The Broken Hill Migrant Heritage Museum was our immediate favourite and is particularly impressive, telling the stories of the lives of people from non-English speaking backgrounds that made Broken Hill their home since 1883. It focuses on the reasons they came, their remarkable journeys and the initial impressions of this alien home.
If you are interested in migration stories you’ll love the Synagogue of the Outback Museum, located at 165 Wolfram Street in Broken Hill. It’s open every Monday, Wednesday & Sunday from 10am to 3pm and tells the history of the Jewish community in Broken Hill from the 1880s to the 1960s.
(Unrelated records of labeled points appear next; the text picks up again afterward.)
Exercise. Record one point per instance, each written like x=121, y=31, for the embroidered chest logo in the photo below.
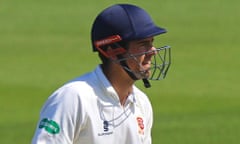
x=140, y=125
x=106, y=129
x=50, y=126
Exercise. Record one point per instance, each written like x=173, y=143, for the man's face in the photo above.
x=141, y=52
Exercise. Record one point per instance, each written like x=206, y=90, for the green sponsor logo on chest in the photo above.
x=50, y=126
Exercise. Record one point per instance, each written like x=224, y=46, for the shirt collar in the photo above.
x=108, y=88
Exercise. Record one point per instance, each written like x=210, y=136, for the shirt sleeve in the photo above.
x=60, y=118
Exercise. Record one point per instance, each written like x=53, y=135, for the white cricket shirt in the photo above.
x=87, y=110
Back that up with a visit to the Afghan Mosque and you’ll start to get a picture of the people who made Broken Hill the place it is today. The mosque presents a completely unique experience. It’s said to be the first mosque built in NSW and the only surviving mosque built by cameleers in Australia. Ring to make an appointment for a tour of the mosque, and if you’re lucky enough to score local resident Bobby Shamroze as your tour guide, you’ll be entertained with colourful stories of the old camel camp that surrounded the mosque.
The RSL Hall of Fame Museum is located on Argent Street, almost opposite the Regional Art Gallery. It is open Monday, Wednesday and Friday 9.30am - 12pm and Tuesday and Thursday 9.30am - 3pm.
One of the standouts of the feast of museums in this rocky town is the story of the Royal Flying Doctor Service, featured at the Bruce Langford Visitors Centre. Open 7 days a week, it combines a museum, theatre and shops. The professional and interactive displays show the history of the Service, and feature tributes to the doctors, pilots and flight nurses who provide such an important and valued service to the many community groups.
Broken Hill presents an amazing experience; the geography, the landscape and the riches brought forth from it are a perfect companion to the vigour and tenacity of the local people and their stories.
And be sure – while it’s 'a flying visit' to get there, you’ll need a week to see this and more in the region!